Ahora que han pasado todas las fiestas de fin y principio de año, considero oportuno referirme a una tradición sui géneris, que desde hace unos cuarenta años pretende paliar la crisis moral que aqueja a la sociedad capitalista actual, y que se refleja en la vorágine de su religiosidad. Hablo de las convivencias institucionalizadas donde el abordaje del problema es místico, como lo es también el método de su resolución.
Desde septiembre de 2011, cuando mi hijo cursaba el sexto grado en escuela pública, en reunión de padres se nos informó acerca de una de las actividades que tendrían lugar días antes de la graduación. Se trataba de una convivencia de despedida a los niños, para que no se fueran sin recibir una última y reforzada dosis de moral, y para recuerdo ad perpétuam de su segundo hogar.
Entonces, a partir de la feliz decisión comunicada a las familias de los graduandos, empezaron los planes y las aguas de la imaginación infantil se tornaron turbulentas. ¿Cómo sería la actividad? En la reunión, a grandes rasgos, fueron tratados sus objetivos, los cuales no pretendían más que acercar las tiernas almas a la felicidad.En la acera de enfrente, la de los niños, se discutiría la tradición y cómo asumirla con entereza. Aunque, a decir verdad, no todos los sujetos-objetos de la convivencia resultaron permeados por la expectativa: mi hijo ni me preguntó de qué se trataba. Tuve que prepararlo ante cualquier sorpresa, pues yo había sobrevivido al trance muchos años atrás. Le dije que llorar no es un deporte, sino un mecanismo fisio-psico-moral que libera energía potencial del dolor humano -y a veces del gozo en todas sus dimensiones-, y alivia o estabiliza el desequilibrio físico y espiritual, derramando gotas de “mar prisionero” (agua salada). Bueno, él me entendió.
Una de las salvedades –según parecía, la más importante- que estuvo sobre el tapete desde el principio -para no herir las susceptibilidades de la fe-, fue la laicidad de la convivencia. El Comité de padres, que incluía a un “niña” (maestra, en buen tico) madre, convino en que no habría manejo religioso de la actividad. Como la comunidad de padres de familia estaba compuesta por fieles de distintas congregaciones religiosas y uno que otro ajeno al “opio de los pueblos” (Carlos Marx), estuvimos de acuerdo con la naturaleza seglar del evento. En dado momento soñé viendo a mi muchacho disfrutar de un ejercicio espiritual de carácter epicúreo, en donde una sabia mujer o sabio varón, en estado de éxtasis pitagórico o nahua, o en “serenidad suprema” (nirvana), induciría en él sentimientos y razones de identidad con la madre naturaleza, le haría entender que la luna no es de queso y que los ticos, en vez de volar en naves con motor de plasma, deberíamos aterrizar y liberarnos de la esclavitud neoliberal que nos ahoga, armándonos del amor por el trabajo y por la ciencia, cual faro orientador de la armonía universal, que toma su aliento de la sabiduría milenaria (filosofía) y alimenta nuestro espíritu.

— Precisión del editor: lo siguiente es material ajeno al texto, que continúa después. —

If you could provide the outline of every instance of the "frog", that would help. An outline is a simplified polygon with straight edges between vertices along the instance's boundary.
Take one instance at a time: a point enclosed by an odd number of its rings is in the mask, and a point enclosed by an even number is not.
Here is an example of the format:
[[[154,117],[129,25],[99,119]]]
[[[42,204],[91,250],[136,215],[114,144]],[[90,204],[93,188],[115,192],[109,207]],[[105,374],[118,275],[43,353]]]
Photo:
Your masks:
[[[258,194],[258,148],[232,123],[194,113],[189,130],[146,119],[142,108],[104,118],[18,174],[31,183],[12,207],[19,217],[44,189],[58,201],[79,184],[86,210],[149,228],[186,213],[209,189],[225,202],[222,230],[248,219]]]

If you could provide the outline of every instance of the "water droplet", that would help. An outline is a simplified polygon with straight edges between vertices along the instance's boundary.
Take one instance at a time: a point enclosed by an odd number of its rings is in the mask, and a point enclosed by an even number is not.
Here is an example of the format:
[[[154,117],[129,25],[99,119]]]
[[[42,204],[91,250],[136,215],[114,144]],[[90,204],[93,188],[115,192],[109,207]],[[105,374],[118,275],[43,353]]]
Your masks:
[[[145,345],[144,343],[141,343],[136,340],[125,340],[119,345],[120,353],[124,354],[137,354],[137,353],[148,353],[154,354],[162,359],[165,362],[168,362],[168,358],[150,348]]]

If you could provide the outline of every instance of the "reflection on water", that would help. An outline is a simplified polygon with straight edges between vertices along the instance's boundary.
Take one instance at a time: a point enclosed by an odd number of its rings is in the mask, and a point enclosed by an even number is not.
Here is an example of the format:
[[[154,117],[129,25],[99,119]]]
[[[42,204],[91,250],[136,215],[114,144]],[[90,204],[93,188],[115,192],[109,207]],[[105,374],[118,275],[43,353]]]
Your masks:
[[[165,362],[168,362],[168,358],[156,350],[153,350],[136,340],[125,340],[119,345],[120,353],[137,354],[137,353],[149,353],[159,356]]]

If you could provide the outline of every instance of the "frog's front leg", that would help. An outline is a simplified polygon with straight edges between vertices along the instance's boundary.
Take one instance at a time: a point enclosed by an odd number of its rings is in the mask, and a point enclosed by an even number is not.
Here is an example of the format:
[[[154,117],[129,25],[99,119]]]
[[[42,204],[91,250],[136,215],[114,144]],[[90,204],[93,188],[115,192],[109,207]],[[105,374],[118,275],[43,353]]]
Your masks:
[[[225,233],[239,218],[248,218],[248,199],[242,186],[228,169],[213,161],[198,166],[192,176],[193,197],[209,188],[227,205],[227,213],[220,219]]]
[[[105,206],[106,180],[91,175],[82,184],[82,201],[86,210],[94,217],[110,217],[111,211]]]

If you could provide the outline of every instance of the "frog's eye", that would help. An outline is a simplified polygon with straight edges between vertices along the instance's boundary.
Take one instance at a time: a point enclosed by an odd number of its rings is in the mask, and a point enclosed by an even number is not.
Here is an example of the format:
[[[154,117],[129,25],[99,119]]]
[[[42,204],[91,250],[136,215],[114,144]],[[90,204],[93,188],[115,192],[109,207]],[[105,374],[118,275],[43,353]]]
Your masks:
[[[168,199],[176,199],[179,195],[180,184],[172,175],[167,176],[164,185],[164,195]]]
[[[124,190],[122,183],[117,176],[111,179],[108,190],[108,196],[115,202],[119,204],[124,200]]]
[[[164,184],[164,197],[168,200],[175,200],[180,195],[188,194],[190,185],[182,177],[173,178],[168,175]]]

El día de la convivencia los papás debíamos ingresar al sitio una hora antes de su clausura y así recibir a los pollitos “acicalados”. Llegamos puntuales a la cita, en donde nos recibió un mozuelo cuyo discurso religioso era vacilante y nos trataba de “tú”. El joven explicó la dinámica por seguir y anunció la presencia del maestro ceremonial, que previamente allanaría el camino al encuentro. Fue una media hora de moderado culto religioso en que, en buen cristiano, se inculpaban tirios y troyanos. En el acto imperaba la lógica agustiniana del pecado: todos somos malos progenitores, y ante tan infinita desgracia sólo nos queda llorar. Luego llegaron los niños, que al ver a papi y mami lloraban a moco partido.
Mi hijo, por no llorar durante la convivencia -pues no recibió aprestamiento moral al efecto- fue emplazado por algunas compañeras que lo consideraron hereje, y tuvo que complacerlas con un par de lágrimas fingidas. ¿Qué tanto habrán pecado escolares a punto de graduarse, como para derretirse en llanto colectivo?
Como habréis comprendido, queridos lectores, en un país donde la educación, por órdenes de los imperios históricos e intereses de la burguesía criolla y de la oligarquía cuasifeudal, es de carácter religioso-positivista, donde la mayoría de la población maneja al dedillo los pormenores de la vida y muerte de Michael Jackson, pero ignora que en Costa Rica existen indios que aún resisten la colonización, donde “filosofía” es una mala palabra, a la que se teme tanto como a la matemática, y por eso no se enseña, la convivencia no podía ser de otro modo.